Wolfgang Kubicki: Schnelles Anerkennungsverfahren ist zwingende Voraussetzung für Integration

„Ein schnelles Anerkennungsverfahren ist die zwingende Voraussetzung für das Gelingen von Integration. Es ist Grundvoraussetzung für eine erfolgreiche Eingliederung in den Arbeitsmarkt, was wiederum nicht nur für Integration der Flüchtlinge selbst, sondern auch für eine Entlastung der Aufnahmegesellschaft entscheidend ist. 

 

Der Rückstau unbearbeiteter Asylanträge beim zuständigen Bundesamt für Migration und Flüchtlinge liegt inzwischen bei rund 330.000. Und trotz wiederholter Ankündigungen ist nicht abzusehen, wann das BAMF in der Lage sein wird, diesen Stau abzuarbeiten. Vielmehr ist es zu erwarten, dass allein im Jahr 2015 die Zahl der unbearbeiteten Anträge auf 500.000 ansteigen wird. Im europäischen Vergleich ist der Bearbeitungsstau in Deutschland damit einmalig. Schon Ende Juli 2014 war der deutsche Bearbeitungsstau wesentlich größer als der aller anderen Staaten.

 

Genauso katastrophal sieht es bei der Dauer der Anerkennungsverfahren aus. Die durchschnittliche Bearbeitungszeit eines Antrags liegt bei 5,4 Monaten. 5,4 Monate ab Antragstellung. Nicht eingerechnet ist hier die Zeit zwischen Ankunft in einem Erstaufnahmelager und der Stellung des Antrags beim BAMF.   

 

Dabei liegt in Schleswig-Holstein selbst der Zeitraum zwischen Registrierung eines Asylsuchenden und der Antragstellung derzeit bei circa 8 Monaten. Bis zur Registrierung kann zudem noch ein Monat vergehen. Das heißt, dass ein Asylverfahren in Deutschland im Regelfall über ein Jahr dauert. Ein Jahr, in dem Energie und Initiative der Asylbewerber faktisch still gelegt sind.

 

Genau hier setzt der Entwurf an.
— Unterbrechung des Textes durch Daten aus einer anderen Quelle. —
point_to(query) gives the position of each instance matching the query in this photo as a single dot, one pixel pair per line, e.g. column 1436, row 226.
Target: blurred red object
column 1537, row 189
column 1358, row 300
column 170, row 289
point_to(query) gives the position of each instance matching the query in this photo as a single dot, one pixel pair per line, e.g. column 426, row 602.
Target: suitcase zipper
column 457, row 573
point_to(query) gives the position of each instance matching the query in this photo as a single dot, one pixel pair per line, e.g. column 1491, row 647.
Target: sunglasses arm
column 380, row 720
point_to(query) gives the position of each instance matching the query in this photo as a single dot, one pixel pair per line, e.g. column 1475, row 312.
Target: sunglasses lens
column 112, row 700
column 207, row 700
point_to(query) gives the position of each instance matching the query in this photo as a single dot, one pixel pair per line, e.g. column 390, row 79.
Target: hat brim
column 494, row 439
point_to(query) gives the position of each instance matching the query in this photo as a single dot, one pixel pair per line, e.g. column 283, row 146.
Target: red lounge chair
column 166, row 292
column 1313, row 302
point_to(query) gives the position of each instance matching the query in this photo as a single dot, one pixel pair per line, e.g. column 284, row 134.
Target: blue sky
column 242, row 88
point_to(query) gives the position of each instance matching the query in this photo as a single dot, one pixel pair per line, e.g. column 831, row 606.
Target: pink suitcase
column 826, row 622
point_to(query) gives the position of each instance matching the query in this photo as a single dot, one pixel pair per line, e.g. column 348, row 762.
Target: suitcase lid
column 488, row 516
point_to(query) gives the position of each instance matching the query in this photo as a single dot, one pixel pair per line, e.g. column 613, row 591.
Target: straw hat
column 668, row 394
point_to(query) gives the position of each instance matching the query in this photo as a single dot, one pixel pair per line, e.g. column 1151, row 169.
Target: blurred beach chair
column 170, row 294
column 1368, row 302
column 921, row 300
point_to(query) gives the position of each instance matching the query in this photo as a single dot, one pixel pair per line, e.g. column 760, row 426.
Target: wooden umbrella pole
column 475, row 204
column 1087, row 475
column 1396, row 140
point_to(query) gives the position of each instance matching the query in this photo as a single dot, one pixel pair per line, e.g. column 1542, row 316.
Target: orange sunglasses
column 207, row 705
Das Gesetz soll dabei helfen, individuelle Asylverfahren zu vermeiden und stattdessen jeden, der aus den betroffenen Bürgerkriegsgebieten kommt, zum zumindest vorübergehenden Aufenthalt in der Bundesrepublik berechtigen. Eine vergleichbare Regelung existiert bereits auf europäischer Ebene; sie kann im deutschen Recht aber nicht angewandt werden, weil dann alle Mitgliedstaaten Flüchtlinge aufnehmen müssten, einige hierzu aber nicht bereit sind.

 

Durch den vorübergehenden humanitären Schutz erhalten die Bürgerkriegsflüchtlinge aus Syrien und dem Irak einen sofortigen gesicherten Aufenthaltsstatus, ferner sofortigen Zugang zu Integrationskursen und die sofortige Arbeitserlaubnis ohne Vorrangprüfung. Der Familiennachzug wird jedoch durch Befristung eingeschränkt.

 

Flüchtlinge aus diesen beiden Ländern stellen inzwischen einen Großteil aller Asylbewerber. Schon seit Monaten ist Syrien bei den Erstanträgen das am stärksten vertretene Herkunftsland. Allein im November wurden fast 30.000 Erstanträge von syrischen Flüchtlingen gestellt. Der Irak mit rund 4.500 Anträgen stand an dritter Stelle.

 

In Schleswig-Holstein sieht es nicht anders aus.

 

Von derzeit 330.000 anhängigen Erstverfahren entfallen fast 100.000 Anträge auf Syrien (74.875 Personen) und den Irak (19.064 Personen). Rund ein Drittel der Asylanträge entstammt also von Flüchtlingen mit sicherer Bleibeperspektive. Die Gesamtschutzquote von Syrern etwa liegt bei rund 95 Prozent.

 

Und obwohl es nahezu sicher ist, dass diesen Menschen der Flüchtlingsstatus nach den Genfer Konventionen oder jedenfalls subsidiärer Schutz gewährt wird, lassen wir sie über ein Jahr untätig in den Flüchtlingsunterkünften und behindern damit ihre Integration.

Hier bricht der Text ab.